Part III: Huh? You mean glue isn’t made from horses?
Part I | Part II | Part III | Part IV | Part V | Part VI
The HR rep introduced herself as Sally. She was a plump woman. Very round, I recall. Round face, round nose, even her hands were round. I got the feeling that if someone pushed her at the top of a hill she would just roll until something stopped her. She was also very serious and very efficient. As it turns out she was the HR rep, the Quality Control supervisor and the Safety Coordinator. Serious indeed.
I was escorted into a small break room with nicotine-stained walls and a drink machine that charged $.75 for a can of fake Pepsi.

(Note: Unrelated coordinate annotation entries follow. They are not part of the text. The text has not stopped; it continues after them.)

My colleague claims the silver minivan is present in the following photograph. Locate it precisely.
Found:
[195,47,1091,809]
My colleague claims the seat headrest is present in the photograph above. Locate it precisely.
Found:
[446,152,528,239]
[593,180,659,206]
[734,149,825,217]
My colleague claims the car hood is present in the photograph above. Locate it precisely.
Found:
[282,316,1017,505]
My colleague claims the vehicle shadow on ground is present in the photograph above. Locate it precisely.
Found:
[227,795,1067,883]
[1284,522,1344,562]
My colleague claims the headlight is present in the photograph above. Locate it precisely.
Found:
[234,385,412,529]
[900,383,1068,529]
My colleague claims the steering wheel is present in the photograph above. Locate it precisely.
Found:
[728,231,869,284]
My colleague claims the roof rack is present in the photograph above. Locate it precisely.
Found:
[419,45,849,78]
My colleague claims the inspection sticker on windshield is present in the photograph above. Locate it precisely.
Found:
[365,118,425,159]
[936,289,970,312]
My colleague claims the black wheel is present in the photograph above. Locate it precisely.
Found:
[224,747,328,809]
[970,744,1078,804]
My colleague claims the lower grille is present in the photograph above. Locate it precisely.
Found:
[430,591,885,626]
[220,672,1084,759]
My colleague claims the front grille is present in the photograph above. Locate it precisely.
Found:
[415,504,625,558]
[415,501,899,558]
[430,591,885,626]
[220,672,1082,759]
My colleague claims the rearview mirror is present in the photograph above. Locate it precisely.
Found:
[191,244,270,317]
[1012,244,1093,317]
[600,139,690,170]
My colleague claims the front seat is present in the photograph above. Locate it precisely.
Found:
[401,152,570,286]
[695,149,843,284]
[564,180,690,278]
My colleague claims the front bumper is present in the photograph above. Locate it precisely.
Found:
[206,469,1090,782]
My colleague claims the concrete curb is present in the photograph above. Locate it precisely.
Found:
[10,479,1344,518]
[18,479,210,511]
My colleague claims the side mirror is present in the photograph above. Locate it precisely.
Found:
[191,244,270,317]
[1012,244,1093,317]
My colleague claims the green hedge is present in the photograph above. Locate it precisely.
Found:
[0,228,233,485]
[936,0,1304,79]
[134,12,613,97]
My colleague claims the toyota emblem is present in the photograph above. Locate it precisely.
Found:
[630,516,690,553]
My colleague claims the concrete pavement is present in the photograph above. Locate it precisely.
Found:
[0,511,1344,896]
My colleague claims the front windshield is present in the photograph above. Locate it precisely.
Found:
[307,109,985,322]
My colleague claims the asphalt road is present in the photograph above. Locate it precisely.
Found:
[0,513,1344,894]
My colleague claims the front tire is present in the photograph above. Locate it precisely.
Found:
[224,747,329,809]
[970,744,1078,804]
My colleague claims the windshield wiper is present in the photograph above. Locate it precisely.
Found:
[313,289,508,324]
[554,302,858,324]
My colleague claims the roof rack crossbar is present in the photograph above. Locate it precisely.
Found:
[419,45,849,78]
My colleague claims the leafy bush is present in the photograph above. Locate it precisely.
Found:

The machine had a Pepsi sign on it, but the backlight was turned off and a printed 8′1/2×11 sheet of paper was taped onto the machine saying, “NOT Pepsi. It’s ‘Cola’.” Sally saw that I was distracted and directed my attention above the “Cola” machine where I met my new orientation instructor: a 15″ Magnavox tv/vcr mounted on a tv stand.
“You know how to work one of these?”, Sally asked nodding at the tv/vcr. “It’s a tv and a vcr in one.”
“I think I can figure it out.”
“Well, I’m right down the hall if you need me.” she said reassuringly.
With that, she handed me a stack of dusty training videos and wobbled from the room. I slid 3 quarters into the “Cola” machine and pushed the “Pepsi” button. Out came some kind of no-brand citrus soda. Laughing to myself, I popped in the first video and sat down at one of the card tables to settle in for what promised to be a very entertaining introduction to the wonders of making glue.
This was a first. I have watched many training videos in my life. Never have I seen one with subtitles.
As it turns out, this is a Japanese company that felt that the United States didn’t have enough glue and so started a branch in Sanford, NC. The video began with the company logo spinning and swirling really fast on the screen while some guy yelled something in Japanese. I have no idea what he said, because there were no subtitles for it. Just some guy yelling something like, “Geee-shaaa-yyyohhhtoooohhhh!!! Shuhhh.”
Then a guy in a white hard hat and a clipboard began talking in a grave tone explaining the work ethic of the company and other policies. Apparently this guy had never been to Sanford, NC. This went on for what seemed like hours. It may have only been a few minutes, but I kept dozing off. I watched about 4 tapes of this exact same guy in a white hard hat talk in Japanese with the subtitles scrolling across the bottom. Every time there was a transition in the video, the crazy spinning logo would appear with “Geee-shaaa-yyyohhhtoooohhhh!!! Shuhhh.” screaming from the tiny tv/vcr. At least that would wake me up enough to keep from embarrassing myself.
Eventually, Sally came back in. I was in the middle of “Tape 4, Break Time is Still Company Time” when she walked over and cut it off. “That’s good enough,” she said. She sat down with a thick MSDS (Material Safety Data Sheets) notebook. She began talking a mile a minute. She was flipping pages and saying things like “this symbol means the material inside can cause fatal damage to your respiratory system” and “this symbol means that the material inside can cause you to become infertile, or with small exposure amounts, can cause your children to grow furry tails.” But she was flipping through the book so fast, I couldn’t keep track of what symbol meant what.
Finally, I stopped her and asked to see them again. She informed me that “this training time is meant to just expose you to the information. This book is available for your use any time.” Then training and orientation was over. She told be to get back on the floor that Bud was looking for me. Something about a formula miscalculation in the glue and needing it filtered.
So off I went, gas mask in hand, hard hat on my head and no steel toed boots. I was about to find out how to filter glue. “Can’t wait to put ‘Glue Filtration Technician’ on my resume.” I thought.